Context.—

Serosal involvement (pT4a category) and lymphovascular invasion have prognostic significance in colorectal carcinoma, but are subject to interobserver variation in assessment.

Objectives.—

To provide the first large-scale assessment of interobserver variability in pT4a category and lymphovascular invasion reporting in real-world practice and to explore the impact of information from guidelines on variability in reporting these features.

Design.—

Analysis of 1555 consecutive synoptic reports of colorectal carcinoma was performed using multivariate logistic regression. Interobserver variability before and after the presentation of guideline information was assessed using an image-based survey.

Results.—

Significant differences in the odds of reporting pT4a versus pT3 category, detecting lymphovascular invasion of any type, and detecting large vessel invasion were identified among hospital sites and for individual pathologists compared with the median pathologist at the same site. Consistent with these results, interobserver agreement was only moderate in the image-based survey regarding T4a staging and lymphovascular invasion (all κ ≤ 0.57). The provision of information from guidelines did not tend to increase interobserver agreement in the survey, though responses in favor of using an elastic stain increased following recommendations for their use.
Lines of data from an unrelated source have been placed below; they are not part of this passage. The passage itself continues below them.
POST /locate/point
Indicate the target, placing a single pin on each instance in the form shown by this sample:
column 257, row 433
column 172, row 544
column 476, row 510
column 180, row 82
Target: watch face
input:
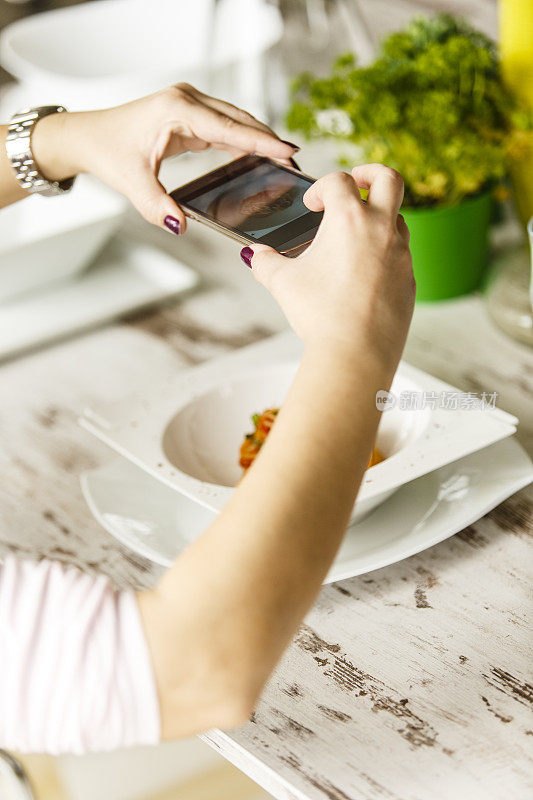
column 18, row 150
However, when observers were provided with elastic-stained images, interobserver agreement remained only moderate (κ = 0.55).

Conclusions.—

Real-world reporting of pT4a category and lymphovascular invasion shows substantial variability at both local and regional levels. Our study underscores the need to address these features in quality initiatives, and provides a novel method through which existing synoptic data can be harnessed to monitor reporting patterns and provide individualized feedback.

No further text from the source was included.